Contradictions sur les prix des médicaments et le coût des soins
The Medicare drug negotiations in the IRA were very well-intentioned, but they were poorly structured.
- La sénatrice Cortez Masto confronte Kennedy sur une contradiction majeure : il promet de s'attaquer à "Big Pharma" mais défend le "One Big Beautiful Bill" qui exempte des médicaments anticancéreux blockbusters comme le Keytruda (18 milliards de dollars de ventes annuelles) de la négociation des prix par Medicare.
- Kennedy justifie cette exemption en arguant que les négociations prévues par l'Inflation Reduction Act (IRA) des démocrates étaient mal structurées et auraient en fait augmenté les coûts pour Medicare – une affirmation contestée.
- Les sénateurs pointent la hausse imminente des primes Medicare Part B (+11,6%) et Part D, une conséquence directe des politiques de l'administration. Kennedy rétorque en citant une analyse du Congressional Budget Office (CBO) selon laquelle ses réformes sur l'intégrité des programmes auraient déjà réduit les primes de 5%.
La philosophie de Kennedy sur les vaccins et la réponse finale
Saying I'm anti-vaccine is like saying I'm anti-medicine.
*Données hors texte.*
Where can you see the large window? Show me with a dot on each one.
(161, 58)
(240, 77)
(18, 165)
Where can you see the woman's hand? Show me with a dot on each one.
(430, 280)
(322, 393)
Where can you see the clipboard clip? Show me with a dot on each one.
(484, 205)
- Le sénateur Marshall, médecin, offre une tribune à Kennedy pour expliquer sa philosophie sur les vaccins. Kennedy se défend d'être "anti-vaccin", se présentant plutôt comme "pro-médecine" et favorable à une approche mesurée qui pèse les risques et les bénéfices pour chaque population.
- Il critique vertement le calendrier vaccinal actuel, soulignant que les enfants reçoivent jusqu'à 92 doses de vaccins avant 18 ans, avec une absence de tests de sécurité rigoureux contre placebo pour la plupart. Il utilise l'exemple du vaccin contre l'hépatite B, dont le risque pour un nourisson sans facteur de risque est infinitésimal (1 décès pour 7 millions de doses).
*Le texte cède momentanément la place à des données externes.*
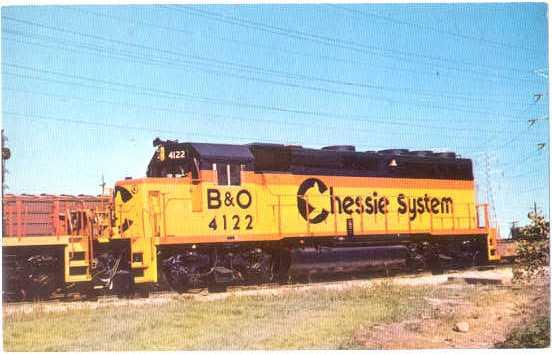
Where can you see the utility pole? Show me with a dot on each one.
(489, 189)
(103, 185)
(6, 154)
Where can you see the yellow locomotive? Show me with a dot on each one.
(216, 213)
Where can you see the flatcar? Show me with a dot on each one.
(219, 213)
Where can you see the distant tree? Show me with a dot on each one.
(533, 249)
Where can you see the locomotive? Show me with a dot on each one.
(214, 214)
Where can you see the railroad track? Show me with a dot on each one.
(323, 281)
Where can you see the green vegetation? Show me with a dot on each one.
(312, 319)
(535, 334)
(533, 250)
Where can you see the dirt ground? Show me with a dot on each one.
(407, 312)
(488, 322)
- Kennedy tente une synthèse sur la polémique Operation Warp Speed, affirmant que deux choses peuvent être vraies simultanément : le vaccin COVID était un "miracle" nécessaire face à un virus nouveau et a sauvé des vies, mais il a aussi causé des effets secondaires graves documentés dans VAERS (système de reporting). Il blâme le "chaos des données" pour l'impossibilité de quantifier précisément ces deux aspects.
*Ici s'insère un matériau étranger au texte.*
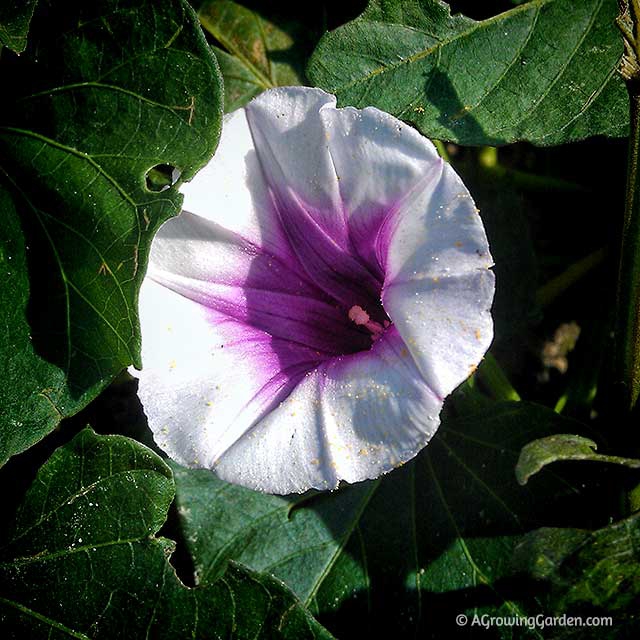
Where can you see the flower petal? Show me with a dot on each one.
(350, 419)
(438, 287)
(206, 378)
Conclusions et accusations finales
You are a hazard to the health of the American people.
- Le sénateur Welch résume l'opposition démocrate : Kennedy aggrave la crise de l'accessibilité des soins, n'a pas tenu ses promesses faites sous serment, et ses politiques conduisent à la fermeture d'hôpitaux ruraux. Il l'accuse de faire le jeu des intérêts pharmaceutiques qu'il prétait combattre.
- Les derniers échanges sont extrêmement tendus. Le sénateur Ossoff confronte Kennedy sur la fusillade au CDC, liant les motivations du tireur (sa "méfiance envers les vaccins") au discours de l'administration. Il l'interroge sur une réunion houleuse avec l'ex-directrice du CDC, Dr. Manarez, où Kennedy aurait traité l'agence de "corrompue" et son personnel d'"horribles".
- L'audition se conclut sur un constat d'échec et une polarisation profonde. Le président Crapo accorde à Kennedy l'opportunité de soumettre des réponses écrites supplémentaires, l'exhortant à être plus rapide que son prédécesseur. Le fossé est abyssal entre la vision de Kennedy d'une révolution de la santé préventive et la perception des démocrates d'un sabotage idéologique et dangereux du système de santé américain.